An open-end manometer containing mercury was connected to a vessel holding a gas at a pressure of 720 torr. The atmospheric pressure was 765 torr. Sketch a diagram of the apparatus showing the relative heights of the mercury in the two arms of the manometer. What is the difference in the heights of the mercury expressed in centimeters?

Measuring the pressure of gas is a fundamental task in various scientific and industrial applications. Gas pressure can indicate the state of a reaction in chemistry or ensure proper functioning of equipment in mechanical systems. To measure this pressure, devices such as manometers are utilized. A manometer measures the pressure difference between the gas in a container and the atmosphere by observing the displacement of a liquid column, typically mercury, within a U-shaped tube. The pressure exerted by the gas will either raise or lower the column of mercury in the tube depending on whether it is above or below atmospheric pressure.

Gas pressure can be depicted in several units, with 'torr' being a common one specifically designed for such measurements. The torr is nearly equivalent to the pressure exerted by a millimeter of mercury (mmHg), reflecting the historical use of mercury in barometers and manometers. Crucially, understanding how to read a manometer will allow one to determine the gas pressure either in excess of or below the external atmospheric pressure, which is an essential step in many experimental procedures.

A 'torr' is a unit of pressure that is defined as 1/760 of an atmosphere, which approximately equals the amount of pressure exerted by a one-millimeter column of mercury (1 mmHg) at sea level on Earth. It is named after Evangelista Torricelli, an Italian physicist and mathematician who invented the barometer in the 17th century.

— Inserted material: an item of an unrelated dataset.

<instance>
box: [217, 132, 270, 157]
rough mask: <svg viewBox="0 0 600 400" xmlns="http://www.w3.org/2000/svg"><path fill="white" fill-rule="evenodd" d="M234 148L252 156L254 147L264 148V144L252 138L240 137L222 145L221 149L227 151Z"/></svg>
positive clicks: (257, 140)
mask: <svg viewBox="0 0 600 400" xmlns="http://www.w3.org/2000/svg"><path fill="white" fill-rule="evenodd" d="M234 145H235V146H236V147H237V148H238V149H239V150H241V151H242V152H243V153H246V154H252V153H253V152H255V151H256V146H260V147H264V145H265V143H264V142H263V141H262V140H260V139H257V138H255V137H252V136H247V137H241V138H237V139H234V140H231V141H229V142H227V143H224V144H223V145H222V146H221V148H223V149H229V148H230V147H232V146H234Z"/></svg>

The torr is particularly useful for low pressures found in scientific laboratories, such as when working with gases, and it allows for precise measurements without dealing with large numbers like those in pascal units. When using a mercury manometer, the height of the mercury column can directly provide the gas pressure in torrs, since a change of 1 mm in the mercury column equates to a change of 1 torr in pressure.

A mercury manometer is a device primarily used for determining gas pressure differences. It consists of a U-shaped tube partially filled with mercury. One end of the tube is exposed to the atmosphere, and the other end is connected to the vessel containing the gas whose pressure is being measured.

Due to mercury's high density and relatively low vapor pressure, it is an ideal fluid for precise pressure measurements. As the gas pressure fluctuates relative to the atmospheric pressure, the mercury moves along the tube, providing visual feedback of pressure changes. To read a mercury manometer, you observe the difference in the height of the mercury column between the two arms of the tube. The pressure exerted by the gas can then be calculated based on the height difference, with each millimeter of height representing one torr of pressure difference.

Pressure difference is the driving concept behind how manometers provide valuable measurements. It is simply the difference in pressure between two points, in this case, between the gas in a vessel and the atmospheric pressure. Manometers are designed to visibly show this difference via the movement of a liquid column, like mercury.

The calculation of pressure difference is straightforward but vital for understanding physical phenomena. In the context of the given exercise, the pressure difference is the absolute value of subtracting the gas pressure from atmospheric pressure. This is visually represented in the manometer by the displacement of mercury, allowing for a clear and quantifiable method to measure the unseen force exerted by gases. Converting the pressure difference to a measurable height difference in a mercury column solidifies abstract concepts into concrete readings.